First, load the required libraries. (The user part is your account name)
from sklearn.tree import DecisionTreeClassifier
from sklearn.model_selection import train_test_split
from sklearn.metrics import roc_curve, auc, accuracy_score
import pandas as pd
from sklearn.tree import export_graphviz
import pydotplus
from io import StringIO
from IPython.display import Image
#Data reading
train = pd.read_csv("/Users/user/jupyter/train.csv")
Basically, it seems that general data sets have missing values, so check
train.isnull().sum()
PassengerId 0 Survived 0 Pclass 0 Name 0 Sex 0 Age 177 SibSp 0 Parch 0 Ticket 0 Fare 0 Cabin 687 Embarked 2
There seems to be missing values in Age, Cabin, and Embarked. I will ignore Cabin because I will not use it this time. The missing value of Age complements the average of the entire Age, and Embarked complements the mode "S".

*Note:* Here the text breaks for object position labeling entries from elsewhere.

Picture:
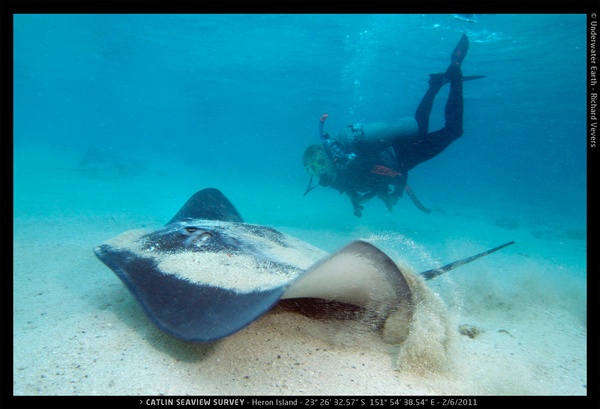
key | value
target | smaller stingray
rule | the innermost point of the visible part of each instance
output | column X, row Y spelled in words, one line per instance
column 206, row 274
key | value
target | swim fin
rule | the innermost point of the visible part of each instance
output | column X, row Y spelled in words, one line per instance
column 460, row 52
column 435, row 79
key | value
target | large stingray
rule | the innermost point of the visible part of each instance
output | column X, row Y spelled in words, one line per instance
column 206, row 274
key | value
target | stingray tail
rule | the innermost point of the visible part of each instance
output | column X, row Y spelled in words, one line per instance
column 429, row 274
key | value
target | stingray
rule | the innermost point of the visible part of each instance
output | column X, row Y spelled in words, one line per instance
column 206, row 274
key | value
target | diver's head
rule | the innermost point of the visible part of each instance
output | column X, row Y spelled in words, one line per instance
column 315, row 160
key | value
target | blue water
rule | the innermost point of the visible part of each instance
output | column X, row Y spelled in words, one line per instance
column 118, row 119
column 243, row 94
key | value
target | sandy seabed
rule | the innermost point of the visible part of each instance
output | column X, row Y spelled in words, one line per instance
column 78, row 330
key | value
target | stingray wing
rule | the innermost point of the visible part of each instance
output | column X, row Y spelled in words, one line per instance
column 188, row 310
column 358, row 274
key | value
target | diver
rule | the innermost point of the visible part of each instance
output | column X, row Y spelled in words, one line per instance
column 372, row 160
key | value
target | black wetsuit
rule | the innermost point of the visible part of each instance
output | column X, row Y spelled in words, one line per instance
column 374, row 170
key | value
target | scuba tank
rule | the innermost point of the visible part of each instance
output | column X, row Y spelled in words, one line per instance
column 334, row 149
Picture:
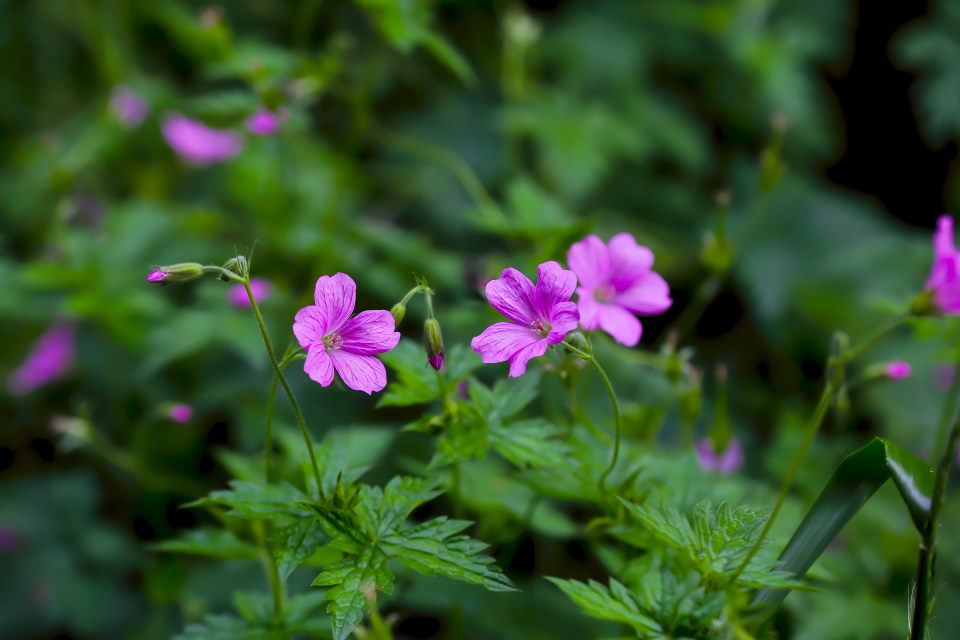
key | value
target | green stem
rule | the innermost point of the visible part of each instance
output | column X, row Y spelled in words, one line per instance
column 812, row 427
column 268, row 432
column 286, row 386
column 928, row 543
column 602, row 483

train["Age"] = train["Age"].fillna(train["Age"].median())
train["Embarked"] = train["Embarked"].fillna("S")
When learning, we have to make it an int type, so we convert the strings'Sex' and'Embarked' to numbers. This time, the numbers are assigned manually, but it can also be converted using dummy variables.
#Conversion of categorical variables
train['Sex'] = train['Sex'].apply(lambda x: 1 if x == 'male' else 0)
train['Embarked'] = train['Embarked'].map( {'S': 0 , 'C':1 , 'Q':2}).astype(int)
Delete unused classes.
train = train.drop(['Cabin','Name','PassengerId','Ticket'],axis =1)
Since the data preprocessing is completed, check once for missing values.
train.isnull().sum()
Survived 0 Pclass 0 Sex 0 Age 0 SibSp 0 Parch 0 Fare 0 Embarked 0
I was able to eliminate missing values. Next, we will separate the data set for train and the data set for test. The distribution of the test images was 30% of the total.
#Divided into training data and test data
train_X = train.drop('Survived',axis = 1)
train_y = train.Survived
(train_X , test_X , train_y , test_y) = train_test_split(train_X, train_y , test_size = 0.3 , random_state = 0)
Build a model and train. The depth is 3 layers.
#train
model = DecisionTreeClassifier(max_depth=3,random_state = 0)
model.fit(train_X , train_y)
#accuracy
pred = model.predict(test_X)
fpr, tpr, thresholds = roc_curve(test_y , pred,pos_label = 1)
auc(fpr,tpr)
print("accuracy=",accuracy_score(pred,test_y)
accuracy=0.8208955223880597
From here, I will draw with Graphviz.
#Process to treat the character string like a file object
dot_data = StringIO()
export_graphviz(
model, out_file=dot_data,
feature_names=train_X.columns,
class_names=["Death", "Survival"]
)
graph = pydotplus.graph_from_dot_data(dot_data.getvalue())
#Specify the absolute path of the directory where you downloaded graphviz
graph.progs = {'dot': u"C:\\Users\\user\\anaconda3\\bin\\release\\bin\\dot.exe"}
#Visualize in notebook
Image(graph.create_png())
I was able to draw a decision tree.
This time I used jupyter, but of course it is possible with other IDEs. By the way, the hardest part was finding the installation file from the official website.